Fruit: red fruits with pronounced black fruit character in some of the riper wines. 

Non fruit: dried roses/potpourri, anise and red licorice, leather, and menthol. 

Earth: both inorganic and organic earth notes; the same pronounced chalkiness as Chianti Classico in some wines combined with the rich truffle dark earth notes of Vino Nobile. Truly, the best of both worlds. 

Oak: vanilla, brown spice, toast, smoke, caramel, cola, and root beer.

Overall, the Brunellos were the most powerful and large-scaled wines of the three days with very high quality across the board in terms of winemaking. The wines also command the highest average retail price per bottle of the three appellations–and they deserve it. 

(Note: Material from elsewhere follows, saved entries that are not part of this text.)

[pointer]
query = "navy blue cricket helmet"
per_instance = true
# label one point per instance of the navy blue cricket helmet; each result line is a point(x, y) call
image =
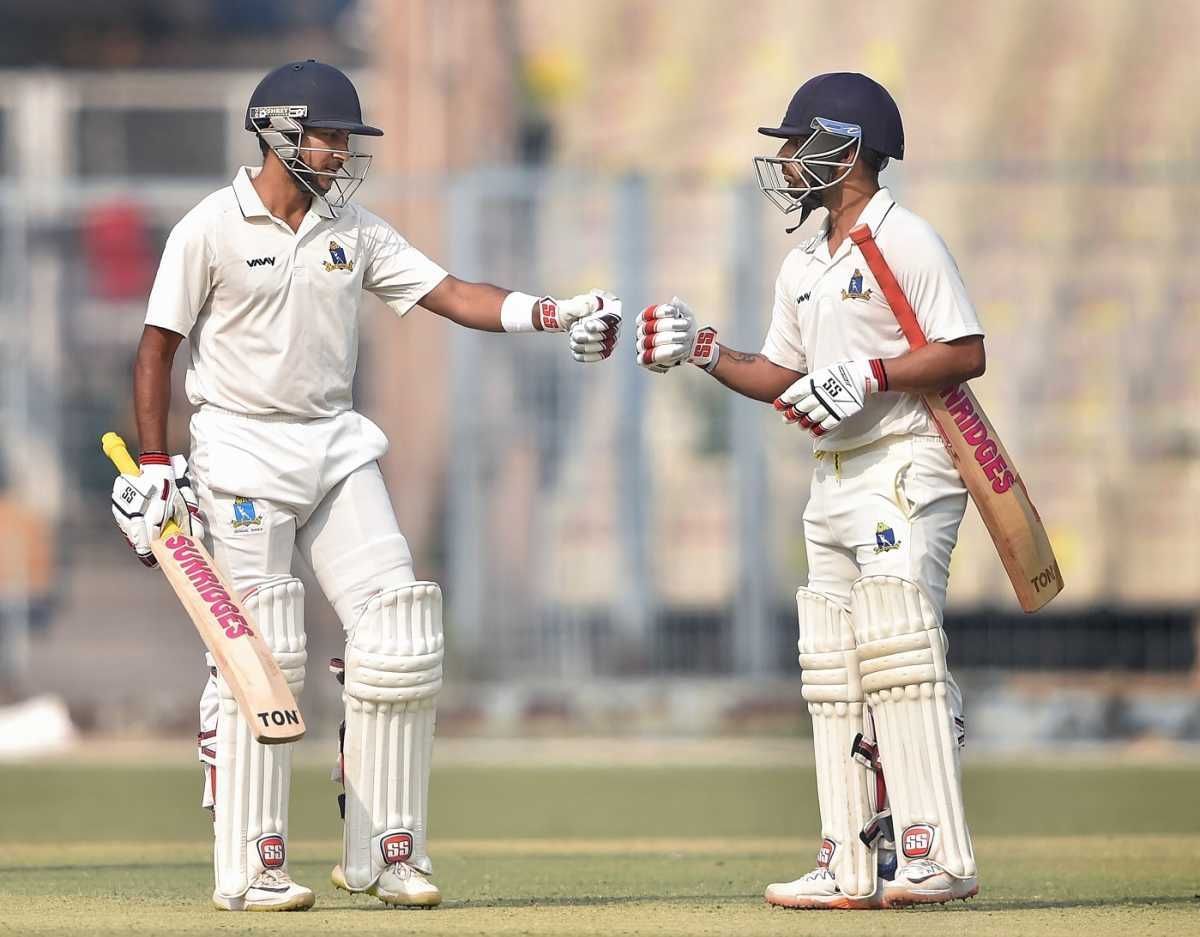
point(311, 95)
point(833, 118)
point(846, 97)
point(324, 92)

Favorite wines: 2007 Camigliano, 2007 Capanne Ricci, 2007 La Lecciaia, and the 2007 Sassodisole.

Extra Innings

Back to baseball. What struck me at the end of three days was how the character of Sangiovese is basically unstoppable. That you can throw the high alcohol, the stewed-pruney fruits, the Vicks VapoRub, the lumber mill, and that odd splash of Mrs. Butterworth’s maple syrup at it, but nothing seems to stop Sangiovese grape from being its brilliant self. And that’s a remarkable and wonderful thing. Nine innings? Not a problem. It can easily go the distance and beyond. Play ball!